As can be seen, for the second PCA component these units seem to be on opposite sides in the graph. Almost like the second PCA component represents some kind of acceleration of the first PCA component from the healthy small values to the larger values they have at failure. Let’s change the color of the earlier 3D graph for PCA component 1 to represent the second PCA component and plot both components in the same plot:

In [19]:
fig = px.scatter_3d((
    train_df
    .pipe(lambda x: x[x["RUL"] <= x.groupby("unit_number")["time_cycles"].max().min()])
    .groupby("unit_number", group_keys=False)
    .apply(lambda x: x.assign(
        rolling_pca_component_1=lambda x: x.pca_component_1.rolling(window=10).mean()
    ))), 
    x="unit_number", 
    y="rolling_pca_component_1", 
    color="pca_component_2", 
    z="RUL"
)
fig.update_traces(marker_size = 3)
fig.update_layout(
    title='Side by side',
    title_x=0.5,
    width=800,
    height=800,
    margin=dict(l=65, r=50, b=65, t=90)
)
fig.show()

###  Part Size: Analyse the correlation 
To finalize the analysis of their relationship, let’s calculate the value of the PCA component 1 and 2 when the RUL is 100 for every time series and then see if there is a correlation:

In [20]:
train_df.query("RUL == 100")[["pca_component_1", "pca_component_2"]].corr()

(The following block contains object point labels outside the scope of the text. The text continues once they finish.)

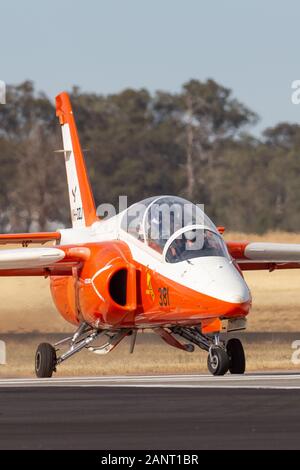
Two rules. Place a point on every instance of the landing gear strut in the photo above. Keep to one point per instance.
(46, 358)
(222, 357)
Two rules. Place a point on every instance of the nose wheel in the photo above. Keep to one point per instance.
(236, 355)
(217, 361)
(45, 360)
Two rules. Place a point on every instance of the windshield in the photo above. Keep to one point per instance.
(196, 243)
(154, 220)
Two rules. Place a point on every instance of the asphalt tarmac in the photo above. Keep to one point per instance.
(159, 412)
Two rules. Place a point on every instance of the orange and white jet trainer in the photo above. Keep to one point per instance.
(160, 265)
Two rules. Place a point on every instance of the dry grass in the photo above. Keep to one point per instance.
(151, 356)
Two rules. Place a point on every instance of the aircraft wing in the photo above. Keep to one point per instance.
(270, 256)
(41, 261)
(27, 238)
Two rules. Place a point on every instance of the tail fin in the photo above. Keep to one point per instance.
(83, 210)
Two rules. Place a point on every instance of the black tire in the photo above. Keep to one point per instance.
(236, 354)
(45, 360)
(218, 361)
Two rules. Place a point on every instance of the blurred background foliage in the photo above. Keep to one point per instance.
(196, 143)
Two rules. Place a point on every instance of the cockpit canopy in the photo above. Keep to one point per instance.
(173, 227)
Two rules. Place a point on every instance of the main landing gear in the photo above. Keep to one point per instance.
(222, 357)
(47, 360)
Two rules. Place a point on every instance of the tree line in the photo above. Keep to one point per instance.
(196, 143)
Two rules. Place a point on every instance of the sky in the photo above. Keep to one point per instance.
(104, 46)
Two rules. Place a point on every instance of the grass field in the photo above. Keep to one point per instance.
(28, 316)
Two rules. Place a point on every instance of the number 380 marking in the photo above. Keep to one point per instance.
(164, 299)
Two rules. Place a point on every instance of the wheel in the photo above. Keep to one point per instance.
(236, 354)
(218, 361)
(45, 360)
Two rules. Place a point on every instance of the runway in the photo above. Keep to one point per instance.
(247, 381)
(159, 412)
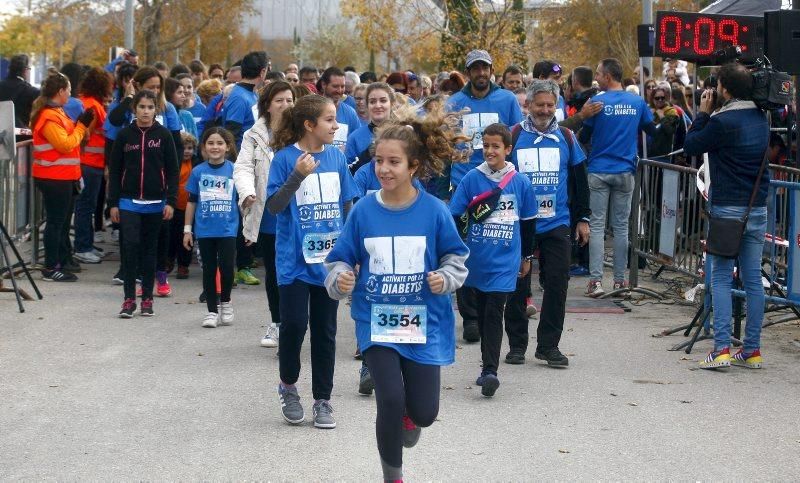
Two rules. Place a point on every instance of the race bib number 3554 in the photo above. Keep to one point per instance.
(399, 324)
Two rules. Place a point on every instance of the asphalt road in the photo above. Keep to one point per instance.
(88, 396)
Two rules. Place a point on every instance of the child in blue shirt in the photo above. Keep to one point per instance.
(213, 207)
(309, 189)
(411, 258)
(499, 242)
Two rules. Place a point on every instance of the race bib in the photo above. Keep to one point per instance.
(399, 324)
(547, 206)
(474, 124)
(340, 137)
(317, 246)
(215, 188)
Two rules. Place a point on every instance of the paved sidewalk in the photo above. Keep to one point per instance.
(88, 396)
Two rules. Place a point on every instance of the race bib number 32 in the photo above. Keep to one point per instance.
(399, 324)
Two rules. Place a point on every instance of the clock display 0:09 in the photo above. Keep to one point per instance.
(691, 36)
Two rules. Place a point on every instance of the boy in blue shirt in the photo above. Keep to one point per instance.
(500, 239)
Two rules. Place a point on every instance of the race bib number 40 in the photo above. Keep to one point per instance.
(399, 324)
(317, 246)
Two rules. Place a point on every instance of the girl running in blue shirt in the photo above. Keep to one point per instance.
(309, 189)
(213, 207)
(411, 258)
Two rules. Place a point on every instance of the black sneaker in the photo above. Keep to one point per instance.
(58, 276)
(365, 383)
(515, 356)
(554, 357)
(128, 308)
(471, 333)
(71, 266)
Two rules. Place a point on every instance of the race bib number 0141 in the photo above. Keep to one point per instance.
(399, 324)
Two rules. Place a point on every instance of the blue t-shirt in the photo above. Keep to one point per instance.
(217, 211)
(239, 108)
(358, 141)
(395, 250)
(367, 181)
(309, 226)
(348, 122)
(615, 130)
(495, 245)
(499, 105)
(547, 164)
(73, 108)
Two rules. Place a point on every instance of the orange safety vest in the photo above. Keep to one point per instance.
(93, 154)
(48, 163)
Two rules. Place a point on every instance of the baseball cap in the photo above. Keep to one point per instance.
(478, 56)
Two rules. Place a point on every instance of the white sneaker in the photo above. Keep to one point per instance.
(271, 337)
(225, 313)
(210, 320)
(87, 257)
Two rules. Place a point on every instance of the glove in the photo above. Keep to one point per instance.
(86, 117)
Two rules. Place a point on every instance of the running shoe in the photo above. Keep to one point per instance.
(58, 276)
(128, 308)
(365, 383)
(717, 359)
(752, 360)
(270, 339)
(162, 284)
(471, 333)
(553, 357)
(578, 271)
(323, 415)
(515, 356)
(488, 382)
(210, 320)
(87, 257)
(411, 432)
(246, 277)
(594, 288)
(291, 409)
(147, 308)
(225, 313)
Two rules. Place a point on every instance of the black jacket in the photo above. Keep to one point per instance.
(144, 165)
(22, 94)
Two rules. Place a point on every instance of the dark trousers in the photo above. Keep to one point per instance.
(490, 324)
(176, 249)
(465, 301)
(217, 253)
(554, 255)
(266, 244)
(139, 250)
(58, 197)
(303, 305)
(85, 206)
(402, 387)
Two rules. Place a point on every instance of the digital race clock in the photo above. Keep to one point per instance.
(695, 37)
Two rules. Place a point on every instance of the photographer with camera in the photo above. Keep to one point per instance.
(735, 136)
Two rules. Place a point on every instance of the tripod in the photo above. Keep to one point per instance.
(5, 239)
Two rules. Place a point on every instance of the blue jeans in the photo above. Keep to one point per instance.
(85, 206)
(619, 189)
(750, 274)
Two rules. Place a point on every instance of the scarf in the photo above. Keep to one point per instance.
(549, 133)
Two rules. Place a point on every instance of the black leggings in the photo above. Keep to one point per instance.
(217, 253)
(266, 244)
(402, 387)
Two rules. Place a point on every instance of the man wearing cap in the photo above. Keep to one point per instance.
(486, 103)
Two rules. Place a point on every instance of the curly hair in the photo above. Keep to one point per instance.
(431, 141)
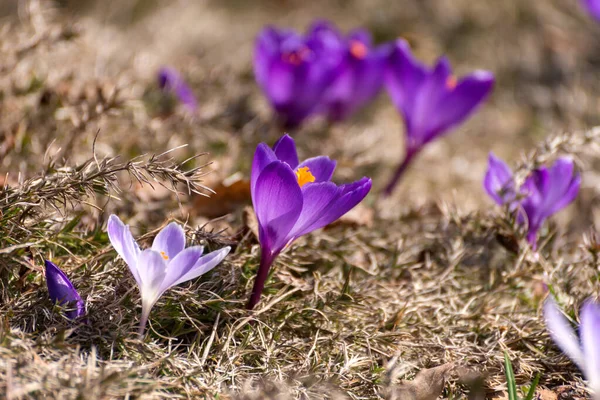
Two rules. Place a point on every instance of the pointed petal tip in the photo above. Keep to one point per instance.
(562, 333)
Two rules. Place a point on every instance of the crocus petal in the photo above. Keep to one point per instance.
(498, 181)
(266, 49)
(204, 264)
(349, 196)
(460, 102)
(180, 265)
(403, 76)
(318, 198)
(593, 7)
(170, 79)
(61, 290)
(427, 104)
(277, 203)
(562, 333)
(564, 186)
(285, 150)
(169, 241)
(358, 81)
(589, 331)
(153, 268)
(263, 156)
(320, 167)
(124, 244)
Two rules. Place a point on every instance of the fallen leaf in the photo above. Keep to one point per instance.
(427, 385)
(545, 394)
(359, 216)
(250, 220)
(231, 194)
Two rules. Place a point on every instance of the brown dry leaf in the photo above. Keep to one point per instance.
(231, 193)
(289, 279)
(359, 216)
(545, 394)
(427, 385)
(148, 193)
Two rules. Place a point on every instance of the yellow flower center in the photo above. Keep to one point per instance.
(451, 82)
(304, 176)
(358, 49)
(296, 57)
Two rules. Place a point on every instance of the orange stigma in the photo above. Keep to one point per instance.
(358, 49)
(296, 57)
(304, 176)
(451, 82)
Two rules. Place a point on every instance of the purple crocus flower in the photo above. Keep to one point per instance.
(359, 76)
(431, 100)
(584, 352)
(292, 199)
(593, 8)
(170, 80)
(294, 70)
(166, 264)
(545, 191)
(62, 291)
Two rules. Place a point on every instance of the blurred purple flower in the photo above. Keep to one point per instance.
(584, 352)
(431, 100)
(292, 199)
(593, 8)
(62, 291)
(171, 81)
(359, 76)
(545, 192)
(166, 264)
(294, 70)
(499, 182)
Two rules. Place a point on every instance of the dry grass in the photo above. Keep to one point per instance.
(435, 276)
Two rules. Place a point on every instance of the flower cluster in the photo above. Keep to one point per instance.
(545, 192)
(584, 352)
(324, 72)
(320, 72)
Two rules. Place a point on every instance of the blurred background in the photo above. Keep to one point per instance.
(545, 55)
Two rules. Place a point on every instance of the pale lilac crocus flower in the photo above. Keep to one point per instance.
(62, 291)
(166, 264)
(585, 351)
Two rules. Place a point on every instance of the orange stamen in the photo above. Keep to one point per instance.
(358, 49)
(304, 176)
(296, 57)
(451, 82)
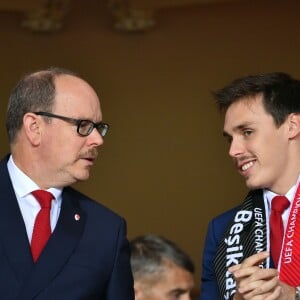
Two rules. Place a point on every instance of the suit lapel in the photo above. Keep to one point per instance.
(13, 234)
(59, 248)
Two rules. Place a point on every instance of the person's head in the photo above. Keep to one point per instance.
(161, 270)
(262, 125)
(50, 148)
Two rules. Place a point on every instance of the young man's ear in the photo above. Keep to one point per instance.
(137, 291)
(32, 128)
(294, 125)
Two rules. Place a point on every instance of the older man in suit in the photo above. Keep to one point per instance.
(54, 125)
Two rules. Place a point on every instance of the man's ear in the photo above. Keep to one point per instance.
(138, 292)
(294, 125)
(32, 127)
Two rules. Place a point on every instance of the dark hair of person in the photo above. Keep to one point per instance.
(280, 94)
(34, 92)
(150, 252)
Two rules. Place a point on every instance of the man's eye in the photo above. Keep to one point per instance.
(247, 132)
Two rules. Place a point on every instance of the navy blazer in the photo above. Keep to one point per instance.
(215, 233)
(84, 259)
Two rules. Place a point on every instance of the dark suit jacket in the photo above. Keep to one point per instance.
(84, 259)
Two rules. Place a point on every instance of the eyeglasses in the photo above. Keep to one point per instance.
(84, 127)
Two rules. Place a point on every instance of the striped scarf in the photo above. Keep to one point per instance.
(245, 236)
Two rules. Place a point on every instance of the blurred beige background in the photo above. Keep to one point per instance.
(164, 165)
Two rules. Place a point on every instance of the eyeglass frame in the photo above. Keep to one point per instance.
(104, 127)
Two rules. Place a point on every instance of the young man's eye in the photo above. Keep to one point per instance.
(247, 132)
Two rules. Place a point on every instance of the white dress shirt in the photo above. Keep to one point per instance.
(29, 206)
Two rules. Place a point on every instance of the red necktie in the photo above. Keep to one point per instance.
(278, 205)
(41, 230)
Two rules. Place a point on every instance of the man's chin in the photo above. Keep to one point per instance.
(252, 185)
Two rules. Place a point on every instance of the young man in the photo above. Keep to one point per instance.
(262, 126)
(160, 269)
(70, 247)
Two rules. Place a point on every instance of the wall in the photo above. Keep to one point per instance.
(164, 165)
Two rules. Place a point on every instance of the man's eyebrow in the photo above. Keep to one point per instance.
(237, 128)
(178, 291)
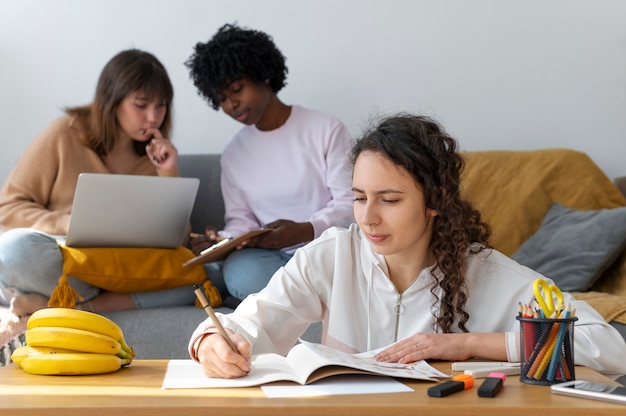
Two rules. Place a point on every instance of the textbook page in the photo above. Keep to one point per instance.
(305, 363)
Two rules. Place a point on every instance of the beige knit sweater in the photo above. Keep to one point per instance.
(38, 192)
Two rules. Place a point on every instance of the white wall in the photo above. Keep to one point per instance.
(499, 74)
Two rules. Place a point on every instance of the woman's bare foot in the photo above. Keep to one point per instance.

Unnamed: 0,pca_component_1,pca_component_2
pca_component_1,1.0,-0.462607
pca_component_2,-0.462607,1.0


Indeed there is. Thus, we can conclude that only keeping the first principal component is likely a poor choice.

Conclusion
Exploratory analysis and visualization can be rewarding in many situations to interpret and understand data. It can uncover insights that lead to better modeling, discover weaknesses, lack of information or reveal potential applications. In predictive maintenance, it can be very useful to get an understanding of how well the data describes the degradation phenomenon. In this case, there were clear relationships between many of the sensor measurements and the RUL, but this is not always the case. Sometimes extensive feature extraction is necessary and other times the data acquisition itself needs to be improved due to the lack of predictive power in the data.